Calvin's official policy on drugs and illicit substances.
- Approved by: Student Discipline Committee
- Owner(s): Campus Safety
- Applies to: Current Students
Calvin College subscribes to the national goal of a drug-free society. Its leadership believes that drug abuse education and prevention programs are essential components of a comprehensive strategy to deal with illicit drug use and alcohol abuse by students and employees on college premises or while engaged in college-related activities. Such abuse of drugs and alcohol by students and employees constitutes a grave threat to their physical and mental well-being and significantly impedes the learning process.
Calvin College will adopt and implement a program to prevent the unlawful possession, use or distribution of illicit drugs and alcohol by students and employees. This program will incorporate the certification requirements of the Drug-Free Schools and Communities Act of 1989, and Title XII of the Higher Education Act of 1965 as amended.

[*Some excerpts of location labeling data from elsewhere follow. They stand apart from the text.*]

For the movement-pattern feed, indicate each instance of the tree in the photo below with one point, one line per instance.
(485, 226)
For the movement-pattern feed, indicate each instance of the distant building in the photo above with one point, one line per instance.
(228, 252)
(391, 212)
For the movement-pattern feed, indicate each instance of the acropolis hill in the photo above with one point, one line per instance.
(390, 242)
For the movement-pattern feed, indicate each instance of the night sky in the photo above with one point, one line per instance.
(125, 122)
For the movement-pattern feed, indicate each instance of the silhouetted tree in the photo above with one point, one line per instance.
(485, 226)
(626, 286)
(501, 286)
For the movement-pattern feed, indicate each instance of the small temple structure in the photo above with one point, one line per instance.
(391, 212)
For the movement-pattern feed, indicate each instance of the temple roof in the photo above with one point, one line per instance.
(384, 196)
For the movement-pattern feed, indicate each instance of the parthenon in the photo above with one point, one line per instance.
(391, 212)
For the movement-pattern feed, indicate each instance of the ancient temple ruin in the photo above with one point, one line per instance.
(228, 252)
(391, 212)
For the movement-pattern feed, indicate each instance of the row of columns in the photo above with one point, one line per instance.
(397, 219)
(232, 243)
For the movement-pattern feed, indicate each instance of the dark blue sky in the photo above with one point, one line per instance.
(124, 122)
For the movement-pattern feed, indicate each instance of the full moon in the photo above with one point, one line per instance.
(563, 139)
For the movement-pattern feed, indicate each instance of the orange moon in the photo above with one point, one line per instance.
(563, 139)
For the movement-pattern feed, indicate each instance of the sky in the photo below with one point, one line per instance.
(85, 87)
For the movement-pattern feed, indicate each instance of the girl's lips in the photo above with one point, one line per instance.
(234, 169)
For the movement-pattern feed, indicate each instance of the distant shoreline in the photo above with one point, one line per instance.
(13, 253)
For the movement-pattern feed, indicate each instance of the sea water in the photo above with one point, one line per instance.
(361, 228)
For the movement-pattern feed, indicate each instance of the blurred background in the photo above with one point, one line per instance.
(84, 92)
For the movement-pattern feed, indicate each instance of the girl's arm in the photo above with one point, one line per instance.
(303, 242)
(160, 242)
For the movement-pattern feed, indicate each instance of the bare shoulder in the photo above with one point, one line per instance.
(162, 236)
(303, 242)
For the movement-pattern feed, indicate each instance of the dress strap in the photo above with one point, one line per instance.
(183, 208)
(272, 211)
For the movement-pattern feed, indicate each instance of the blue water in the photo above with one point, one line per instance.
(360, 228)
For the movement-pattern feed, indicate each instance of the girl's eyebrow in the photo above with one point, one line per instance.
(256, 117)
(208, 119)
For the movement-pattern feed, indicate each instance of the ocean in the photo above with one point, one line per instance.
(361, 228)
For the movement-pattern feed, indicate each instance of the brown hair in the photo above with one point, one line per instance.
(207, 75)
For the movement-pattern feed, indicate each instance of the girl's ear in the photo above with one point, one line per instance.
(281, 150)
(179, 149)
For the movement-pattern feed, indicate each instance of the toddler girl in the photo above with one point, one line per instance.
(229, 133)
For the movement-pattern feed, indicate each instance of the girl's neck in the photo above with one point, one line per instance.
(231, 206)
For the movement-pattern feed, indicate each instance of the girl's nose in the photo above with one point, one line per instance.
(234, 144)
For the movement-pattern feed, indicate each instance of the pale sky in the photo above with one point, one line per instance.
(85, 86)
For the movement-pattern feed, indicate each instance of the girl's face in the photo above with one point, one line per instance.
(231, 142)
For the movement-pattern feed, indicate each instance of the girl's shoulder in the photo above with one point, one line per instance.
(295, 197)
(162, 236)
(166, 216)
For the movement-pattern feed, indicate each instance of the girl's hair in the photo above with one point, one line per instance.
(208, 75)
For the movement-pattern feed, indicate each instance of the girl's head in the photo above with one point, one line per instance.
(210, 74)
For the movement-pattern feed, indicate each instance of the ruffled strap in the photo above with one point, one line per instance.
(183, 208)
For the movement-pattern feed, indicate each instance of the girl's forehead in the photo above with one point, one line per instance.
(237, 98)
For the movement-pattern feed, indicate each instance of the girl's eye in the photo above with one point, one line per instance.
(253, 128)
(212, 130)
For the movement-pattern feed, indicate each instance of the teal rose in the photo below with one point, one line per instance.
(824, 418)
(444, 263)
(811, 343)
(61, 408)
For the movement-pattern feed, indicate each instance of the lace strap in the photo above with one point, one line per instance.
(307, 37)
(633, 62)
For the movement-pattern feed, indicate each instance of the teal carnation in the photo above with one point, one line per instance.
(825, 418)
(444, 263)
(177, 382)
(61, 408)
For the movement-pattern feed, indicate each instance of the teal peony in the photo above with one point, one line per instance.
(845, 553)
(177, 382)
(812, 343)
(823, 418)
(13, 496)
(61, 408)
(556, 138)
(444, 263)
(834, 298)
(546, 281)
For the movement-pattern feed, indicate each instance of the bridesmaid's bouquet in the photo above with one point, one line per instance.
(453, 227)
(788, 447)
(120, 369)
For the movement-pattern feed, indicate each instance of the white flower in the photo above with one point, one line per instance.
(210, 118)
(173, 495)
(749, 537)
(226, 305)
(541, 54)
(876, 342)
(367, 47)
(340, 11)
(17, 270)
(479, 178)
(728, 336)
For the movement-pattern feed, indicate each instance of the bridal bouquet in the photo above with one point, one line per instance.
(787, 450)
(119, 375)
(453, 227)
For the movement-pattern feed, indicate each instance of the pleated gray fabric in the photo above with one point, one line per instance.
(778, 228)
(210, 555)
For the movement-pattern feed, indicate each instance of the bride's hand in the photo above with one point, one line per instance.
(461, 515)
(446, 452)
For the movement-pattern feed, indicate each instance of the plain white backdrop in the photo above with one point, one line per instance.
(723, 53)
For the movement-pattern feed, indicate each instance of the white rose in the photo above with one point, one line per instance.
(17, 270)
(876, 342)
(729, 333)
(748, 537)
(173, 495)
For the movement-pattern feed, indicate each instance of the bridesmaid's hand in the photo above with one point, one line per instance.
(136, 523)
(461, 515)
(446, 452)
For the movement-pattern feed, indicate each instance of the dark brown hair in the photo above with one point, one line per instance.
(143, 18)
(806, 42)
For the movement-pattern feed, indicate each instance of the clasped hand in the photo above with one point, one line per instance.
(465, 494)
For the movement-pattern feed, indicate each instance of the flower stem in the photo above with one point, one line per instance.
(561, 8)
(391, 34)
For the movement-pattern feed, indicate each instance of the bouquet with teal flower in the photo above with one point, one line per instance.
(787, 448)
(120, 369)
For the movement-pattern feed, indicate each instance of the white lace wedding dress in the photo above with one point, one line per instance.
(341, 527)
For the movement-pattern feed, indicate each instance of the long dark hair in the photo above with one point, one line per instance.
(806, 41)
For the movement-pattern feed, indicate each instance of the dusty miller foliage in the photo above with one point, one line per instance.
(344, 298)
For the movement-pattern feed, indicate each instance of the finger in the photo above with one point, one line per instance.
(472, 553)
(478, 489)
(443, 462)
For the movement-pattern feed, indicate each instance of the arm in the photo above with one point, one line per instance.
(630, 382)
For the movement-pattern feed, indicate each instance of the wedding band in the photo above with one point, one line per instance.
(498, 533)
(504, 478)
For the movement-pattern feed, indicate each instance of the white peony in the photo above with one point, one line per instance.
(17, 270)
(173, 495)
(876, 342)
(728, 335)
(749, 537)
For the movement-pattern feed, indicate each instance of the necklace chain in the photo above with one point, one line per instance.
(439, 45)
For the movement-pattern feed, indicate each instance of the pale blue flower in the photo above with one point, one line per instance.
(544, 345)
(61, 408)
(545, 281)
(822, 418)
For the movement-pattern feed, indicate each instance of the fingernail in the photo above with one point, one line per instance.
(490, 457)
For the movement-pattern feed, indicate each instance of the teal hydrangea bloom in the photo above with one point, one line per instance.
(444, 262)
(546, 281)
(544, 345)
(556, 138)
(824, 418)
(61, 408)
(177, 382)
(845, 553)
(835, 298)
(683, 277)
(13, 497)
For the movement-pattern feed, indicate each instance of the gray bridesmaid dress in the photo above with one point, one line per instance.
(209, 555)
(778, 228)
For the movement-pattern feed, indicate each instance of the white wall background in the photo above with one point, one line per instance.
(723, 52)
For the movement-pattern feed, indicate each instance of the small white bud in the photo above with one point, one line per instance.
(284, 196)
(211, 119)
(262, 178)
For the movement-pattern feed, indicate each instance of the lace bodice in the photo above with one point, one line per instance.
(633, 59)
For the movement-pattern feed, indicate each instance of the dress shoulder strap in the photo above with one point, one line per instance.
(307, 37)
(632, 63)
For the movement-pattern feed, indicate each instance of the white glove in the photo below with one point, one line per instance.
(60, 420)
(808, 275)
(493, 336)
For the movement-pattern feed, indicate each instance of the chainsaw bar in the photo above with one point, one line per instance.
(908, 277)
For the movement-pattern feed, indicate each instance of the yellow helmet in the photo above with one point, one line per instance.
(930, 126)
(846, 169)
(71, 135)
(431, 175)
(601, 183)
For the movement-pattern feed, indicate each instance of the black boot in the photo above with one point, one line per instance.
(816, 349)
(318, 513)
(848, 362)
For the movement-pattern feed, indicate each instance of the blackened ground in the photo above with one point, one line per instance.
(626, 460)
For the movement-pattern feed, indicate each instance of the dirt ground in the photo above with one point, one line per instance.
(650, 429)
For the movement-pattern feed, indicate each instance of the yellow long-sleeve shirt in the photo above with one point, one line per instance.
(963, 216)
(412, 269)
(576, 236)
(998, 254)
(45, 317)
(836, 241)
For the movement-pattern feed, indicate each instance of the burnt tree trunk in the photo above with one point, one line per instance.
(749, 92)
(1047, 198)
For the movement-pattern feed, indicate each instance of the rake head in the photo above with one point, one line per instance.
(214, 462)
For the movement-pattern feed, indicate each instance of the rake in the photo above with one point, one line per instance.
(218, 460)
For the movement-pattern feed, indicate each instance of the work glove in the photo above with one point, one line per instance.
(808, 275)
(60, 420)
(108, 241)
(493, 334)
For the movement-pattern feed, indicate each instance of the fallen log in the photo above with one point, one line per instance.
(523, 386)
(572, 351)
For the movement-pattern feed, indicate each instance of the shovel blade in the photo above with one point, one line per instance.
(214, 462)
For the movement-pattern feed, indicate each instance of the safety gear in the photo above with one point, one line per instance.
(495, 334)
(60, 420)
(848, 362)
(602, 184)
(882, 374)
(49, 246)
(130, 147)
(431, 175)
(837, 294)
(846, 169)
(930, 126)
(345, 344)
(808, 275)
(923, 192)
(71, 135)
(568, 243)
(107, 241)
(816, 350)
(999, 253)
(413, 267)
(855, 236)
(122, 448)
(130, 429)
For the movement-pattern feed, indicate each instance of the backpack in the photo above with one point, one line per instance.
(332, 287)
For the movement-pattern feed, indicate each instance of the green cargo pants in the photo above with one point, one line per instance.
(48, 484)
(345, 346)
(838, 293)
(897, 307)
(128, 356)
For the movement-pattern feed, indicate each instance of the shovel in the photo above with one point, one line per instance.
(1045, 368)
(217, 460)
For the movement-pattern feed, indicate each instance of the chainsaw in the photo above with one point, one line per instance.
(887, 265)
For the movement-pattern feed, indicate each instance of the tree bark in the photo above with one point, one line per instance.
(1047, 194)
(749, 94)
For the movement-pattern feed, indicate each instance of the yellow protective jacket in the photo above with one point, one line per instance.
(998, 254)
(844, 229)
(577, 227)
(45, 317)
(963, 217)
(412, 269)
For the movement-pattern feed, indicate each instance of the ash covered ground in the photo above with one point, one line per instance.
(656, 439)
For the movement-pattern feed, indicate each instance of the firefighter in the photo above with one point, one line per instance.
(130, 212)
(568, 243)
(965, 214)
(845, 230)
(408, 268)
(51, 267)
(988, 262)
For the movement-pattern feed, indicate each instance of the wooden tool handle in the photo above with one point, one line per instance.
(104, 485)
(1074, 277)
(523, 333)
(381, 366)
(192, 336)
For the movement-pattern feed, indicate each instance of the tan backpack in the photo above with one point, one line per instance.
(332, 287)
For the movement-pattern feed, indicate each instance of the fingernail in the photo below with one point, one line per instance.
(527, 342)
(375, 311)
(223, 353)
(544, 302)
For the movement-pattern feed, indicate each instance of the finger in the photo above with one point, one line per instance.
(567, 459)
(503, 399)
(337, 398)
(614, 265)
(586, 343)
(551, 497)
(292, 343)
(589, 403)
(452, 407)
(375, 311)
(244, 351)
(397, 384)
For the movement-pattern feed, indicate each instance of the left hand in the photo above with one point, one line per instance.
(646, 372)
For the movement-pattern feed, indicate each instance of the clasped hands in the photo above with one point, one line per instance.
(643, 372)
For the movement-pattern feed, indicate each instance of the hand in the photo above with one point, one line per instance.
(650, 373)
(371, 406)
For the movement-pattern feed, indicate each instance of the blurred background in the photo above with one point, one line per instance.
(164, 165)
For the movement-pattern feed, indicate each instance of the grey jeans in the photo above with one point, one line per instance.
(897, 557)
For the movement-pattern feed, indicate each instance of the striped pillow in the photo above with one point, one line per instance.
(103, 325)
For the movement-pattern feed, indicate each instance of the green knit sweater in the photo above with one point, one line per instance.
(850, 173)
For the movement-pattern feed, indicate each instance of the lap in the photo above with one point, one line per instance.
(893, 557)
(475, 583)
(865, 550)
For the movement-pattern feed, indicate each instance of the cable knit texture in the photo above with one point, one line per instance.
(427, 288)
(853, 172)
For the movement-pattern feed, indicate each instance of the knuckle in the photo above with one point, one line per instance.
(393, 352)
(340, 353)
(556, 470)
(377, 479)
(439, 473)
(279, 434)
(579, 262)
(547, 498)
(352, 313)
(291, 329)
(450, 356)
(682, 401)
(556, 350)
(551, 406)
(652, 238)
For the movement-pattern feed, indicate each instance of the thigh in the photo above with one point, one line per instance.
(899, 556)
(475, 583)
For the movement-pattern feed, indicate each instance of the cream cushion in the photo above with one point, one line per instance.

Standard of Conduct and College Sanctions
Calvin College prohibits the unlawful possession, use, or distribution of drugs and alcohol by faculty, staff, and students on college property or as any part of college activities. The Employee Handbook for Non-faculty, the Expanded Handbook for Teaching Faculty, and the Student Conduct Code (summarized in the Student Handbook) contain such prohibitions and provide sanctions for violation, up to and including discharge for employees and dismissal for students.
Municipal, state, and federal laws strictly outline penalties--including fines and jail terms--for the illegal use, possession, or distribution of alcohol and drugs. Specific references to laws appear below.
The use of illicit drugs and the abuse of alcohol present major health risks, such as addiction, acute and chronic illness, and death. Other risks associated with alcohol and drug use include impaired learning, violence, injuries, accidents, drunk driving, acquaintance rape, unplanned pregnancies, and sexually transmitted diseases.
Alcohol and drug information, referral, counseling, treatment, and rehabilitation programs are available to faculty, staff, and students through a variety of on- and off-campus resources. Some of these services and programs are without charge; other are covered by insurance or based on ability to pay. Students may obtain further information about available services by calling the Broene Center (526-6123). Employees may direct their inquiries to Human Resources (526-6495).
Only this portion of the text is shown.